Cos’è l’“Age Management”? 

«Per Age Management s’intende un insieme coerente di risposte che le aziende e le organizzazioni possono dare per migliorare il contributo professionale dei singoli a tutte le età e in particolare in quelle più mature. L’attuazione e la realizzazione di tali risposte richiede però un nuovo atteggiamento culturale e il superamento di molti stereotipi legati a una rappresentazione negativa della fase più matura dell’età adulta. Lo stesso termine di lavoratore «anziano» andrebbe evitato perché va a consolidare schemi superati sulla condizione dei cinquantenni, anche over 55. Più che ragionare per categorie di età il focus dovrebbe essere sul corso di vita, sulle sue diverse fasi, con l’obiettivo di gestire nel modo migliore i passaggi e valorizzare il meglio di ogni fase vissuta e attraversata».

Nell’Introduzione al testo c’è scritto che “non c’è futuro senza demografia”, perché? 

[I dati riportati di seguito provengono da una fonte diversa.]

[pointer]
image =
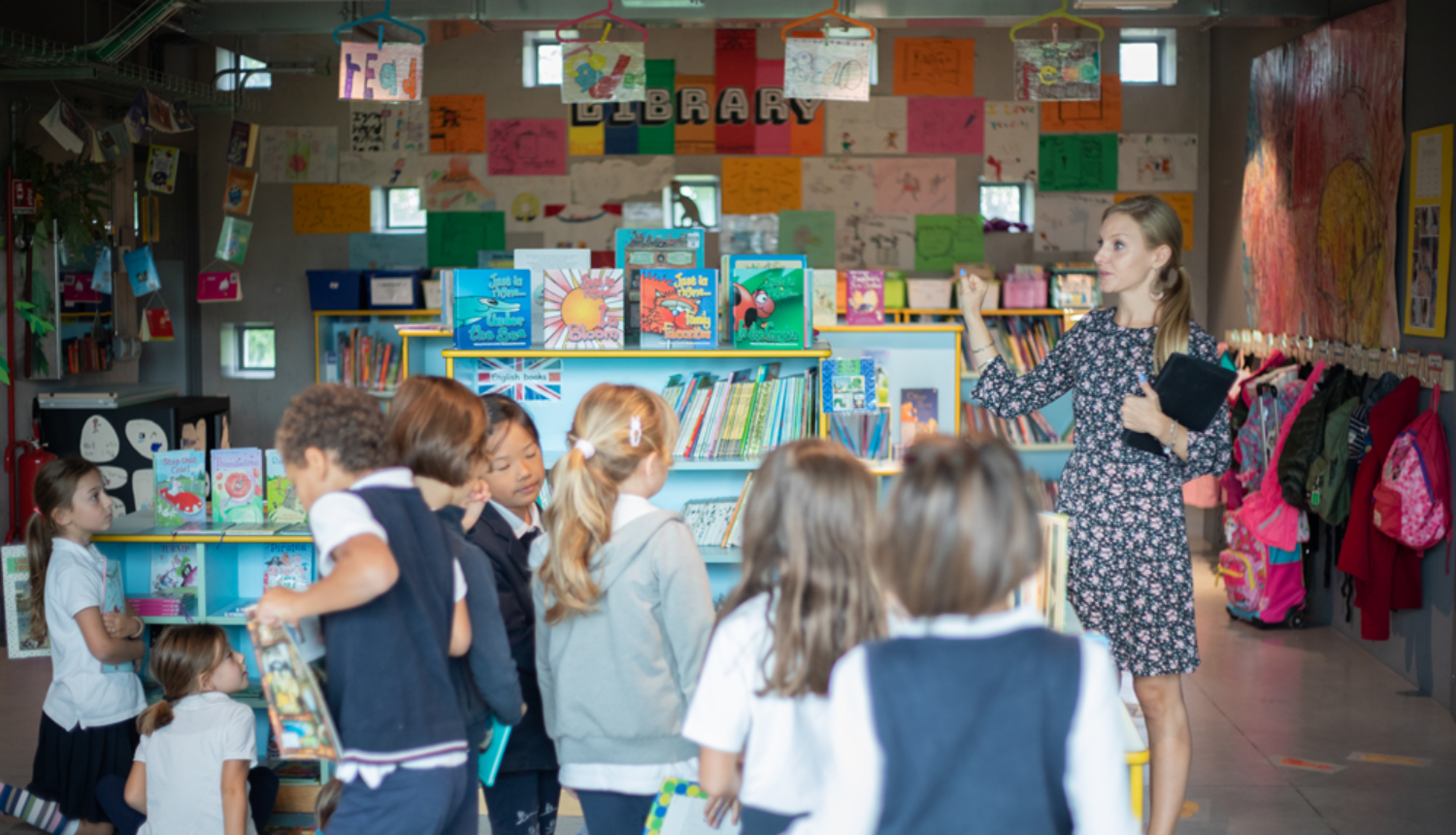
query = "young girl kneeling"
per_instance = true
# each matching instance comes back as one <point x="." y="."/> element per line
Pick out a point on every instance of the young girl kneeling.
<point x="973" y="718"/>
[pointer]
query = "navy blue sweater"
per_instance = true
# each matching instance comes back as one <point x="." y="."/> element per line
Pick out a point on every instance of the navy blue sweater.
<point x="530" y="750"/>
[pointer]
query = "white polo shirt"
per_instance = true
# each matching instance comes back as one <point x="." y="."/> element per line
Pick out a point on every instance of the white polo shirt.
<point x="81" y="692"/>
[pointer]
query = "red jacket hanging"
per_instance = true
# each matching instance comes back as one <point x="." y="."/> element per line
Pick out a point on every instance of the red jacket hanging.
<point x="1382" y="569"/>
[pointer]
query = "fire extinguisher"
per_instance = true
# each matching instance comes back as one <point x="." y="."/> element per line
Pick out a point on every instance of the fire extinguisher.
<point x="22" y="491"/>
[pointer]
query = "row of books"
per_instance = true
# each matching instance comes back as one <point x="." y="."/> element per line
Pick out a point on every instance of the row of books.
<point x="745" y="416"/>
<point x="1024" y="430"/>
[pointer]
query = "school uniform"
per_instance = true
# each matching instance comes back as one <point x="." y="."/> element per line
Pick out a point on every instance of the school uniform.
<point x="783" y="741"/>
<point x="527" y="788"/>
<point x="402" y="738"/>
<point x="87" y="720"/>
<point x="1019" y="720"/>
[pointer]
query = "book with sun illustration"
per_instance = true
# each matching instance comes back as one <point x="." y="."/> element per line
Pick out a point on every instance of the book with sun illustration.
<point x="492" y="309"/>
<point x="678" y="308"/>
<point x="584" y="309"/>
<point x="768" y="302"/>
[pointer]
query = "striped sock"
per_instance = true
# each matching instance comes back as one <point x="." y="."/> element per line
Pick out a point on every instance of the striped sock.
<point x="34" y="811"/>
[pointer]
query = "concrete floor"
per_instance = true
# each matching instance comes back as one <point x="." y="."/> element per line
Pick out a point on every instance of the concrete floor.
<point x="1258" y="697"/>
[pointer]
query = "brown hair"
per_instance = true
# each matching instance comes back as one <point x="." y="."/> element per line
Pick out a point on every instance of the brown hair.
<point x="584" y="490"/>
<point x="809" y="528"/>
<point x="54" y="490"/>
<point x="963" y="528"/>
<point x="337" y="418"/>
<point x="180" y="657"/>
<point x="1174" y="290"/>
<point x="437" y="429"/>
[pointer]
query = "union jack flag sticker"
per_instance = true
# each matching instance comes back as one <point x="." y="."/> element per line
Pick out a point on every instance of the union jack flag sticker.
<point x="520" y="379"/>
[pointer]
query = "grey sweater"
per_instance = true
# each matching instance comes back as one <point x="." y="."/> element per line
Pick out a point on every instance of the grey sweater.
<point x="616" y="683"/>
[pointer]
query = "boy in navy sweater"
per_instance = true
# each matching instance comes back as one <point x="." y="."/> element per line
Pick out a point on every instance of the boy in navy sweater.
<point x="393" y="613"/>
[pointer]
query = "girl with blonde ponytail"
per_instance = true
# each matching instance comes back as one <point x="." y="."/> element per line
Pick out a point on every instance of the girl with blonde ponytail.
<point x="1129" y="549"/>
<point x="622" y="611"/>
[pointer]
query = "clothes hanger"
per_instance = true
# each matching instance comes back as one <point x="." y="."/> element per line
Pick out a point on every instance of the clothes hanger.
<point x="830" y="12"/>
<point x="383" y="17"/>
<point x="1063" y="15"/>
<point x="605" y="14"/>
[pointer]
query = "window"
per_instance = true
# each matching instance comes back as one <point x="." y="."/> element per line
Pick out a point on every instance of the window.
<point x="227" y="60"/>
<point x="402" y="209"/>
<point x="692" y="201"/>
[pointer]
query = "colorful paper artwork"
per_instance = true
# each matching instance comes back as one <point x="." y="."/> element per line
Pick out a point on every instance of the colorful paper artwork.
<point x="935" y="67"/>
<point x="329" y="209"/>
<point x="946" y="125"/>
<point x="603" y="73"/>
<point x="914" y="185"/>
<point x="877" y="127"/>
<point x="299" y="154"/>
<point x="527" y="148"/>
<point x="1069" y="221"/>
<point x="1077" y="162"/>
<point x="1321" y="178"/>
<point x="1057" y="70"/>
<point x="827" y="69"/>
<point x="1158" y="162"/>
<point x="393" y="72"/>
<point x="839" y="184"/>
<point x="760" y="185"/>
<point x="457" y="124"/>
<point x="1104" y="114"/>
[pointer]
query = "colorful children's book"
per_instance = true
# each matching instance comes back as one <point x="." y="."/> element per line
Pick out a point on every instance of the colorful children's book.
<point x="584" y="309"/>
<point x="284" y="506"/>
<point x="492" y="308"/>
<point x="181" y="484"/>
<point x="678" y="308"/>
<point x="867" y="297"/>
<point x="287" y="566"/>
<point x="768" y="300"/>
<point x="238" y="485"/>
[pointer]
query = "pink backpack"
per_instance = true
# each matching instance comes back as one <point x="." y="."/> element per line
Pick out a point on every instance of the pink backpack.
<point x="1412" y="500"/>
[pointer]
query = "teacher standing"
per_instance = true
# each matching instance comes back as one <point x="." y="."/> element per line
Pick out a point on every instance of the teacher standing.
<point x="1129" y="575"/>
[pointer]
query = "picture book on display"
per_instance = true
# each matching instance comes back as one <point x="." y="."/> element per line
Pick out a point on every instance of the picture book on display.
<point x="678" y="308"/>
<point x="584" y="309"/>
<point x="768" y="302"/>
<point x="181" y="483"/>
<point x="238" y="485"/>
<point x="492" y="309"/>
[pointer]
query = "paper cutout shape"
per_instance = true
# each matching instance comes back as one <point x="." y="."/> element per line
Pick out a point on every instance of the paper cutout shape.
<point x="943" y="241"/>
<point x="760" y="185"/>
<point x="1158" y="162"/>
<point x="946" y="125"/>
<point x="1012" y="130"/>
<point x="393" y="72"/>
<point x="99" y="442"/>
<point x="914" y="185"/>
<point x="456" y="124"/>
<point x="603" y="73"/>
<point x="323" y="209"/>
<point x="839" y="184"/>
<point x="1104" y="114"/>
<point x="1069" y="221"/>
<point x="935" y="67"/>
<point x="867" y="128"/>
<point x="527" y="146"/>
<point x="1077" y="162"/>
<point x="809" y="233"/>
<point x="833" y="69"/>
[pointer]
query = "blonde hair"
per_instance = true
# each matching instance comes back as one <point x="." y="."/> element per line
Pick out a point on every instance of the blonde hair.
<point x="809" y="534"/>
<point x="1173" y="288"/>
<point x="584" y="487"/>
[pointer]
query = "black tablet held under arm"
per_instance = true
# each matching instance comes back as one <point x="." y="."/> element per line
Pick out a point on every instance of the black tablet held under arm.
<point x="1191" y="392"/>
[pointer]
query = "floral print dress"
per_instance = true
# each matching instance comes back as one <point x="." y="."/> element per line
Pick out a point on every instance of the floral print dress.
<point x="1129" y="575"/>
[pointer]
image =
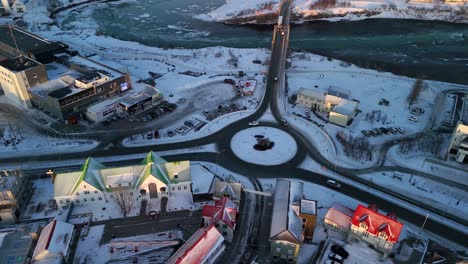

«Ci sono due risposte che si possono dare, una quantitativa e una qualitativa. La prima è legata al fatto che possiamo produrre beni materiali, migliorare l’ambiente urbano, potenziare la tecnologia, ma se poi non ci sono le persone, tutto il resto non serve a nulla. Se quello di cui si occupa la demografia non funziona, la popolazione si estingue e quindi il futuro si spegne. La seconda risposta riguarda invece il cambiamento qualitativo che passa attraverso il ricambio generazionale. La popolazione non è fatta di esseri immortali sempre uguali a se stessi. Si entra per nascita nel mondo e, via via, i nuovi arrivati prendono il posto che non è però semplicemente quello lasciato da altri. Alla base del mutamento della vita umana sul pianeta c’è quindi il rinnovo continuo della popolazione, da intendere come sguardi nuovi sulla realtà con nuovi desideri, nuove sensibilità, nuovi progetti da realizzare. Il nuovo è sempre diverso e con la sua diversità reinterpreta il mondo e inventa un nuovo futuro. Ma perché il nuovo abbia successo, deve essere incoraggiato a emergere e diventare parte attiva dei processi di produzione di nuovo benessere collettivo. Come farlo è l’argomento principale del libro».